Synthetic data generation pipeline with differential privacy
We receive lots of requests to generate synthetic data of private/confidential datasets. The notebook in this directory offers to produce synthetic version of private datasets with minimal inputs and parameter tweaking from the user.
The purpose of this notebook is to:
Produce Synthetic data with differential privacy
Ensuring method can synthesise categorical variables (which was a bottleneck for GAN)
One of the method (correlated attributed mode) is based on Bayesian Analysis
Currently being developed for use by GAD/DfE
Initial run performed on dummy dataset provided by GAD was deemed fit for purpose by GAD
They will use the code and feed in with their findings
The code will also be used for generating synthetic data for research and analysis for PhD students
This notebook is based on the work DataSynthesizer: Privacy-Preserving Synthetic Datasets https://faculty.washington.edu/billhowe/publications/pdfs/ping17datasynthesizer.pdf
The numerical code presented in this notebook is heavily based on open source code available here https://github.com/DataResponsibly/DataSynthesizer
DataSynthesizer is the directory where the following parent modules exist: DataSynthesizer consists of three high-level modules — DataDescriber, DataGenerator and ModelInspector.

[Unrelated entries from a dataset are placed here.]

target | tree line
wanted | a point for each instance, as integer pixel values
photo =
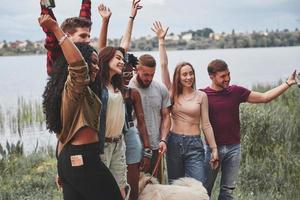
(204, 38)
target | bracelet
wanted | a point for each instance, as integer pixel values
(164, 141)
(147, 152)
(62, 39)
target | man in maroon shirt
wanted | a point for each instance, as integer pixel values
(77, 28)
(224, 101)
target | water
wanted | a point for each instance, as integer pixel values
(26, 76)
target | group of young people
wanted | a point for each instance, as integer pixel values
(113, 120)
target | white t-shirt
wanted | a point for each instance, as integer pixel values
(154, 98)
(115, 115)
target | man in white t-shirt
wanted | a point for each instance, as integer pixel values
(155, 102)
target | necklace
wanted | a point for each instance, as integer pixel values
(189, 98)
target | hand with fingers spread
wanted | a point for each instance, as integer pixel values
(46, 21)
(292, 78)
(104, 11)
(135, 7)
(159, 30)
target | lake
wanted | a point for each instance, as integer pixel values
(25, 76)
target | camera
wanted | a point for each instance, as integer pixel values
(48, 3)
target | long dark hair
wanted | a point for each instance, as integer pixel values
(53, 91)
(177, 86)
(105, 55)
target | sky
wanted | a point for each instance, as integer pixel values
(18, 18)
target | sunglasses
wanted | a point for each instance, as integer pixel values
(127, 74)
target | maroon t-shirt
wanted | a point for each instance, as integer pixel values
(224, 112)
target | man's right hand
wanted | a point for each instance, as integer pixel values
(145, 164)
(46, 21)
(159, 30)
(58, 182)
(104, 12)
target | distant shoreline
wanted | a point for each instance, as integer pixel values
(152, 50)
(189, 40)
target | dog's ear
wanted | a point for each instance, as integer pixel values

The first, DataDescriber, investigates the data types, correlations and distributions of the attributes in the private dataset, and produces a data summary, adding noise to the distributions to preserve privacy. DataGenerator samples from the summary computed by DataDescriber and outputs synthetic data. ModelInspector shows an intuitive description of the data summary that was computed by DataDescriber, allowing the data owner to evaluate the accuracy of the summarization process and adjust any parameters, if desired.
DataSynthesizer can operate in one of three modes: In correlated attribute mode, we learn a differentially private Bayesian network capturing the correlation structure between attributes, then draw samples from this model to construct the result dataset. In cases where the correlated attribute mode is too computationally expensive or when there is insufficient data to derive a reasonable model, one can use independent attribute mode. In this mode, a histogram is derived for each attribute, noise is added to the histogram to achieve differential privacy, and then samples are drawn for each attribute. Finally, for cases of extremely sensitive data, one can use random mode that simply generates type-consistent random values for each attribute.